Saturday, May 31, 2008

another boring romantic that's me

I never thought I would live in a town as small as this. As I was walking to the Farmer's Market this morning, Sonya and Mike drove past and picked me up in their little car. We shared a brief chat until they dropped me off across from the wildflowers of the market. Inside, I ran into Michael playing upright bass, Danny buying strawberries, and my thesis director all wild-haired and summery. On the way home, I ran into my hair stylist, taking down the "no parking" signs he'd made out of poster-board and stuck up in his windows to ward off the Farmer's Market crowd. He used to cut hair for John Cougar Mellencamp and his model wife (who live in this small town), and now he cuts mine. Cheap and amazing. Yesterday I turned on WFHB, Bloomington community radio, and who should be the DJ but the director of the Creative Writing program. I recognized her by her voice. She played the new Portishead. Whenever I do anything outside, such as holding class by the art museum's red doughnut sculpture, or tacking up signs for a yard sale, multiple people call me later to say that they saw me. The local bar really is the proverbial place where everybody knows your name.
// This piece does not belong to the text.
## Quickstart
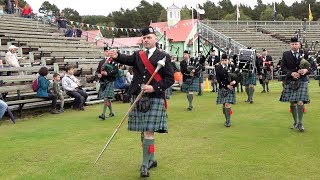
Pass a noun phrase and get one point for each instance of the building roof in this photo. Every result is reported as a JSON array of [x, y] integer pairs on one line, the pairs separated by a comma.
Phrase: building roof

It gets cloying at times, and I'm definitely ready to move on. Still, I'm so grateful, now that it's ending, to have known what this life is like. The kind of self you inhabit in a small town is as real, but in an inverted way, from that you inhabit in the anonymity of a big city. In the latter, I feel isolated from the buzz and thrust, and therefore myself in a solitary, observant way. In the former, you are forced into being yourself, because you are always apt to run into someone when you least feel like performing. The trade-off is that, since you get those sides of others too, there's only so much resentment you can feel about being caught in your dirtiest shirt or weeping in public.

And when you begin to notice that half-chewed corn husks or cloth flowers begin to appear regularly on your porch and lawn, you can't help but imagine that the person leaving them is well aware exactly for whom they are intended.

1 comment:

Sam Ross said...

i ran into nicole from putney today when i was taking my teacher's exam (she's doing NYC teaching fellows). we reminisced about vermont and ate ice cream in the park. sometimes i feel like i have more small town run-ins in big cities than i do anywhere else.